Tribler / tribler

Privacy enhanced BitTorrent client with P2P content discovery
https://www.tribler.org
GNU General Public License v3.0
4.86k stars 450 forks source link

Public decentral markets with privacy for traders #2887

Closed synctext closed 6 years ago

synctext commented 7 years ago

Financial markets offer significant privacy to trading firms. Leakage of market positions and trade history offers a competitive advantage. So traders will only operate on decentral markets if their privacy is protected. Regulators have obviously more access.

Builds upon: #2559

synctext commented 7 years ago

ToDo: system architecture figure + initial system design that links Tunnel community, orderbook in Python, relaying, spam-prevention, etc..

ghost commented 7 years ago

Report with Problem Description and Architecture

synctext commented 7 years ago

Please document DDoS problem (100Mbps for $5/month).

Problem of DDoS with Tor-based orderbook relays. Possible idea: start with zero help, directly spread your bid/ask, do trades, build trust, others will start to help you.

Prototype: back to 2013 code; proxies in network route your traffic. No Chaum remixing or Onion crypto. Trivial to match traffic with sniffing.

devos50 commented 7 years ago

Related work: Bitsquare (https://bitsquare.io):

bitsquare

They seem to use Tor together with mainnet.
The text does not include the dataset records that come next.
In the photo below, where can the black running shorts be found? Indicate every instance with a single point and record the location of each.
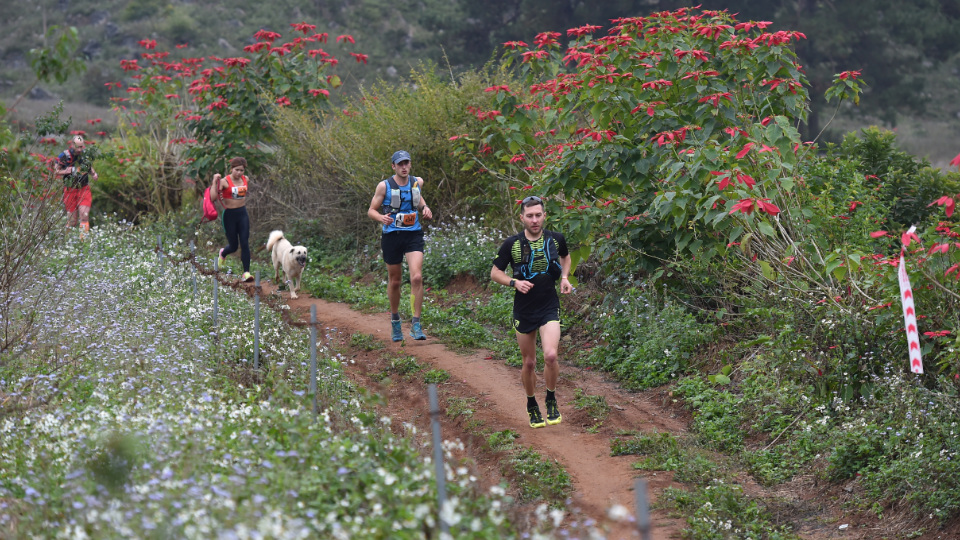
(524, 324)
(398, 243)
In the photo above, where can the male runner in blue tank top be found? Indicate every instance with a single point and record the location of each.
(397, 205)
(539, 258)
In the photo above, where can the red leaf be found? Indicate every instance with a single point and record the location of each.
(745, 151)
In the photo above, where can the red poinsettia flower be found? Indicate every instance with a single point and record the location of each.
(947, 202)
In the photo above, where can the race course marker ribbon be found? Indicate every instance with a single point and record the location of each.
(909, 311)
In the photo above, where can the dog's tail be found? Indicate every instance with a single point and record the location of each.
(275, 237)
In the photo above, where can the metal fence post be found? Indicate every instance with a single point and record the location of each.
(216, 270)
(313, 357)
(193, 260)
(438, 456)
(256, 323)
(643, 508)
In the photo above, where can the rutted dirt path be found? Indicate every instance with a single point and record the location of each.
(600, 481)
(818, 510)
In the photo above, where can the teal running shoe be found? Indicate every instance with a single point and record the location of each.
(397, 331)
(417, 332)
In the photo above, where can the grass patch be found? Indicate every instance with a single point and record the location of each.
(538, 478)
(457, 407)
(365, 342)
(595, 406)
(499, 441)
(721, 511)
(436, 376)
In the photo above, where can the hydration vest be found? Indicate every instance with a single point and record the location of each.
(527, 256)
(395, 205)
(394, 197)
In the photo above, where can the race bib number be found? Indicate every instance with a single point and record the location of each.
(405, 221)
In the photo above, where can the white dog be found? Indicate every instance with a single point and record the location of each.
(292, 258)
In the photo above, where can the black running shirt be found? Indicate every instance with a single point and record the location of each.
(544, 293)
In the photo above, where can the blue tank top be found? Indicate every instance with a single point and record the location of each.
(406, 218)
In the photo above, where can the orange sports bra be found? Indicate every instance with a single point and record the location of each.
(234, 192)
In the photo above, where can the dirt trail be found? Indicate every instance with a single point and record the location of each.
(600, 481)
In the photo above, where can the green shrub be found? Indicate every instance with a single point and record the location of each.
(645, 344)
(722, 511)
(539, 478)
(717, 414)
(436, 376)
(335, 162)
(903, 181)
(463, 247)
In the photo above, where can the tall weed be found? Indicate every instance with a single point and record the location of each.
(329, 166)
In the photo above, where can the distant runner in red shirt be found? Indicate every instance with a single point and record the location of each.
(76, 172)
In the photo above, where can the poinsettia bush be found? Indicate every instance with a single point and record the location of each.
(185, 117)
(671, 143)
(672, 120)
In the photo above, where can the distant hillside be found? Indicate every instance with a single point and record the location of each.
(907, 51)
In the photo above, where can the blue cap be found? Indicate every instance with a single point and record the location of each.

synctext commented 7 years ago

Current idea to prevent bid/ask spam is to either use a cybercurrency or TrustChain (reputation based solution). Another option is to use this in combination with network latency, as documented here #2541.

Build a fresh new community within Dispersy which builds a low-latency overlay with network neighbors. Each peer which you see within this community you do a ping/pong handshake to determine the network latency. A random walk across the network does not converge fast, you only randomly stumble upon close low-latency peers. A small bias dramatically will boost the speed at which you can find 10 close peers in a 10 million group of peers. For instance, with a 50% coin toss you introduce either a random peer or one of your closest top-10 peers. Due to the triangulation effect this boosts convergence.
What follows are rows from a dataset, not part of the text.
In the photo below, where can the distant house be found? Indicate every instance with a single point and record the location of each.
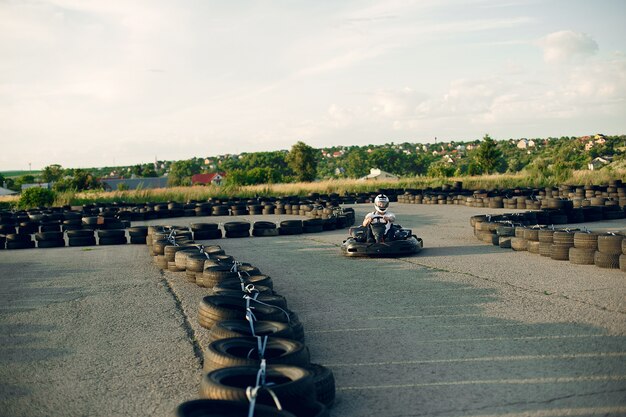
(377, 174)
(46, 185)
(525, 144)
(448, 159)
(6, 191)
(214, 178)
(111, 184)
(599, 162)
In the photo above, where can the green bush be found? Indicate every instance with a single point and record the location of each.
(36, 197)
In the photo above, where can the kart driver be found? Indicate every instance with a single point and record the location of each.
(380, 214)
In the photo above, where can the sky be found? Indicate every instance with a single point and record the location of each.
(91, 83)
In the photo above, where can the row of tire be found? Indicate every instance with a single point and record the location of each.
(520, 202)
(85, 235)
(581, 247)
(612, 193)
(244, 341)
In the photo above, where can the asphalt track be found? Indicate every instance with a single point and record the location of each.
(462, 329)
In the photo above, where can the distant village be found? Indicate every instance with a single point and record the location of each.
(371, 162)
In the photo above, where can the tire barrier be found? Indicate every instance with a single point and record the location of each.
(102, 224)
(610, 198)
(580, 247)
(256, 362)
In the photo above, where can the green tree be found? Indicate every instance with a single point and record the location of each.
(21, 180)
(148, 171)
(36, 197)
(356, 164)
(81, 179)
(52, 173)
(302, 159)
(488, 156)
(137, 170)
(182, 171)
(441, 169)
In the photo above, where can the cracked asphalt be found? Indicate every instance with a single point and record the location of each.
(462, 329)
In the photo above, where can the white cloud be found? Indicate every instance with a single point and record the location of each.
(566, 45)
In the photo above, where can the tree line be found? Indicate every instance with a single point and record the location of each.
(551, 157)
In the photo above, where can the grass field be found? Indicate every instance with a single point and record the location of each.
(202, 193)
(15, 174)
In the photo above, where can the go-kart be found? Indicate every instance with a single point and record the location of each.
(371, 241)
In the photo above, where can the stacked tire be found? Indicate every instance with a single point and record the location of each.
(609, 250)
(584, 249)
(50, 239)
(112, 237)
(264, 229)
(237, 229)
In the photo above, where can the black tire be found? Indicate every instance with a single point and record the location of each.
(545, 248)
(81, 233)
(586, 240)
(519, 244)
(237, 233)
(59, 243)
(41, 236)
(243, 351)
(264, 225)
(236, 226)
(271, 299)
(241, 328)
(138, 231)
(324, 381)
(112, 241)
(606, 260)
(214, 308)
(265, 232)
(137, 240)
(292, 385)
(533, 246)
(283, 230)
(610, 244)
(195, 262)
(214, 274)
(207, 234)
(223, 408)
(504, 242)
(581, 256)
(19, 237)
(291, 223)
(82, 241)
(232, 285)
(313, 229)
(112, 234)
(203, 226)
(560, 252)
(20, 244)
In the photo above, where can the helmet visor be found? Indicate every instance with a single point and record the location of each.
(381, 205)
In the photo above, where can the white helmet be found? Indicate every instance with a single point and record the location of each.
(381, 202)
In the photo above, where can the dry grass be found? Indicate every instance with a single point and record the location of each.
(342, 186)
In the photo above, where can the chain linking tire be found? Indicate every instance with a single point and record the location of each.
(292, 385)
(223, 408)
(243, 351)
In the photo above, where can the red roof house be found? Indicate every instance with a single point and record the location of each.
(214, 178)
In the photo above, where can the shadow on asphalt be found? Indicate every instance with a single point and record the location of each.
(459, 250)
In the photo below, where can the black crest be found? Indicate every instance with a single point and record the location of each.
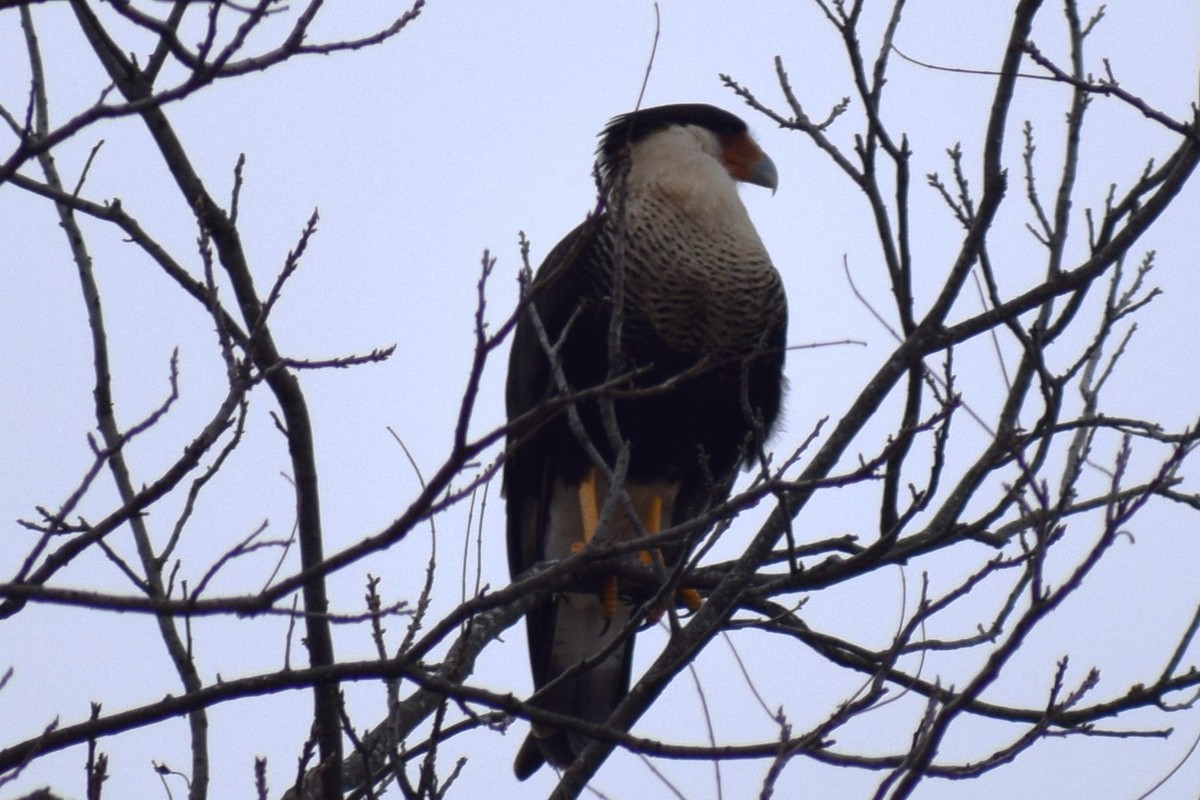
(629, 128)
Next step is to build low-latency proxies. These tunnels are now fast and restricted to only a certain region. This addresses our problem as spam now is restricted to a certain region. Final policy to prevent spam is to combine the latency with tradechain reputation. You need both low-latency and sufficient reputation to be inserted into an orderbook. Peers with a bad latency connection need to compensate for this and buildup a higher reputation before they can start trading. note: current code avoids full Tor-inspired relay complexity, just proxy.

ToDo: incremental improve current code. Get 1 hop proxy operational. Add low-latency bias.

Current fee in Bitcoin does not enable microtransactions for bid/asks. It is $4 dollar to each KByte for 97.2% of blocks: image

Thus the best approach is to align all the incentives. Positive reinforcement within the ecosystem where traders with a good trade history get all the help they want. Traders without this history have an incentive to behave positively. How to solve the boostrap problem of traders with zero reputation on their traderchain? For instance, you need to help others and relay orders to buildup your reputation.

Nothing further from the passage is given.